The profession of the law, when clothed with its true dignity and purity, and strength, must rank first among the callings of men, for law rules the universe. The work of the legal profession is to formulate, to harmonize, to regulate, to adjust, to administer those rules and principles that underlie and permeate all government and society and control the varied relations of man. As thus viewed, there attaches to the legal profession a nobleness that cannot but be reflected in the life of the true lawyer, who, conscious of the greatness of his profession, and honest in the pursuit of his purpose, embraces the richness of learning, the profoundness of wisdom, the firmness of integrity and the purity of morals, together with the graces of modesty, courtesy and the general amenities of life. The leading attorney of Malad, and a worthy representative of his calling is George E. Gray.

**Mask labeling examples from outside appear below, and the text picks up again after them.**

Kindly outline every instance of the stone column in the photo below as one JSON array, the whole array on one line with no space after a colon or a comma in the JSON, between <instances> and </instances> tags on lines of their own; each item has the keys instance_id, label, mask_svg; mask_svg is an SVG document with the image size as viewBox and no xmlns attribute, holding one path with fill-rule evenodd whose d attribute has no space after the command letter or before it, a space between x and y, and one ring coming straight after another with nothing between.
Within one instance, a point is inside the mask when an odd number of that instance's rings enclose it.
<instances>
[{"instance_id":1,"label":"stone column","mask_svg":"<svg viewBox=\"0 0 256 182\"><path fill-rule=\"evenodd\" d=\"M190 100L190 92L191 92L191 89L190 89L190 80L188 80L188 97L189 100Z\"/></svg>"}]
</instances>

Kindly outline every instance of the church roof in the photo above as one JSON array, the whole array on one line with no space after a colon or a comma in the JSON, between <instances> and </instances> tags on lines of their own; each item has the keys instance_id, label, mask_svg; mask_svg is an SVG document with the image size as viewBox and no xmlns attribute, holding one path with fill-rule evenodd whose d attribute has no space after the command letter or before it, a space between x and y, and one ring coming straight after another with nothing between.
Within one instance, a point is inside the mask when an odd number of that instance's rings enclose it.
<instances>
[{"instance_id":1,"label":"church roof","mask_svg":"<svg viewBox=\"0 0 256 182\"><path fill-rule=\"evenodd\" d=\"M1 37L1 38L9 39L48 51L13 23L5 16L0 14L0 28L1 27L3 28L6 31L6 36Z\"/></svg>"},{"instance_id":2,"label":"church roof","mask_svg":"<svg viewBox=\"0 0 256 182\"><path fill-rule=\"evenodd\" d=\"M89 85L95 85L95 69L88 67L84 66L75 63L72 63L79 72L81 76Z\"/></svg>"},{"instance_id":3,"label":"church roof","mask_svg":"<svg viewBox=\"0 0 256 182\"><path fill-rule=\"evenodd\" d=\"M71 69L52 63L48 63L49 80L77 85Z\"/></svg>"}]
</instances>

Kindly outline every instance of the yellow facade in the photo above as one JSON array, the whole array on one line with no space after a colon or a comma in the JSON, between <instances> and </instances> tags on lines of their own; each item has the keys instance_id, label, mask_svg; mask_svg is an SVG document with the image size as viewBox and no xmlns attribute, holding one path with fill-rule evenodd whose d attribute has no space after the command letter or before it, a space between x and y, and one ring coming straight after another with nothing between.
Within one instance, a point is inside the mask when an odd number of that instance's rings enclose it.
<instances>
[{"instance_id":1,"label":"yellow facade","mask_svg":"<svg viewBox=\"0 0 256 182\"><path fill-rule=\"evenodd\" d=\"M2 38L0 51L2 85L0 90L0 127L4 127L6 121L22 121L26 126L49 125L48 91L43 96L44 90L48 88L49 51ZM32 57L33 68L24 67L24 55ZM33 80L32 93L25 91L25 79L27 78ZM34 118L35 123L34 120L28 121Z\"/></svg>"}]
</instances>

Born in Sparta, Wisconsin, July 26, 1867, he is of Scotch, Irish and German descent. His father, P. D. Gray, was born in New York and when a young man removed to Wisconsin, where he married Miss Harriet L. Nash, a native of Vermont. Both parents are still living in Wisconsin and are well-to-do and respected citizens of that state. They had three children, George E. being the eldest. Having acquired a good preliminary education, he entered the University of Wisconsin, wherein he pursued both a literary and law course, graduating in the law department with the class of 1891. He was then admitted to the bar of his native state, and coming to Idaho soon afterward, at Boise, he was admitted to practice in the supreme court of this state and in the United States courts. For two years he was a member of the bar of the capital city, and in 1893 he came to Malad, where he entered almost immediately upon a large and constantly growing practice. Demonstrating his ability in the careful manner in which he handled the litigated interests entrusted to him, he naturally won an increased clientage, and is now regarded as the leading practitioner at the bar of southern Idaho. He engages in general practice, but prefers corporation and irrigation law, and has attained a high degree of proficiency in those branches of jurisprudence. He is now serving as city attorney of Malad, to which position he was elected on the Republican ticket, being one of the stanch supporters of the Republican Party.
In 1891 Mr. Gray was united in marriage to Miss Meda Whalen, a native of Wisconsin, and they now have a very bright little son, Warren P., who is the light of the household. Their home is one of the pleasant residences of Malad, and they hold an enviable position in the social circles of the city.